Sebetulnya persoalan ini tidak hanya terjadi di kota Bandung saja. Masih banyak yang menyalahi arti dari kultur street skateboarding. Contohnya saja di Jakarta beberapa tahun ke belakang, Wakil Gubernur DKI Jakarta saat itu melarang skateboard meluncur di trotoar jalan.
“Pak Gubernur menyampaikan akan menambah tempat-tempat skateboard di banyak tempat. Tentu harapan kami teman-teman yang bermain, bermainlah di tempatnya. Kalau bermain di trotoar, nanti mengganggu pengguna jalan” (Ahmad Riza Patria).
Sedangkan di kota Bandung saat ini memiliki beberapa arena skatepark, namun arena yang paling diminati para skateboarder yaitu Taman Jomblo (tj/kolong) dan yang terbaru ada skatepark Tampra (Taman Pramuka). Dua skatepark tersebut selalu dipenuhi oleh
banyak anak-anak muda yang bermain, sehingga sebagian skateboarder lebih memilih bermain di trotoar jalanan.

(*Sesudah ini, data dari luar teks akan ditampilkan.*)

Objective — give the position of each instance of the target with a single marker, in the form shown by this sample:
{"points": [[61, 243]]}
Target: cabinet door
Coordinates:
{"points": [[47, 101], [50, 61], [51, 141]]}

Bagi saya sendiri tidak mempermasalahkan anak-anak yang bermain skateboard di trotoar, namun saya tidak setuju Ketika fasilitas publik dijadikan obstacle. Tentu ini akan menimbulkan stigma negatif dari masyarakat, jika fasilitas publik dijadikan sebagai bahan obstacle skateboard bukan tidak mungkin akan rusak jika terus dipergunakan oleh hal yang seperti itu.
Mengutip dari salah satu skateboarder asal kota Bandung kang Inong “Dari keterbatasan ruang, semenjak Taman Lalu Lintas tutup pada tahun 1997, anak-anak maen berpencar ke berbagai spot di jalanan, pada momen itu sempat muncul Tera Hobbies, tapi gak lama kemudian tutup. Jeda dari Tera Hobbies tutup ke Buqiet skatepark juga anak-anak Kembali maen ke jalanan. Sampai Buqiet skatepark ada, tapi tetap kurang bisa terakomodir si passion skateboarding ini”.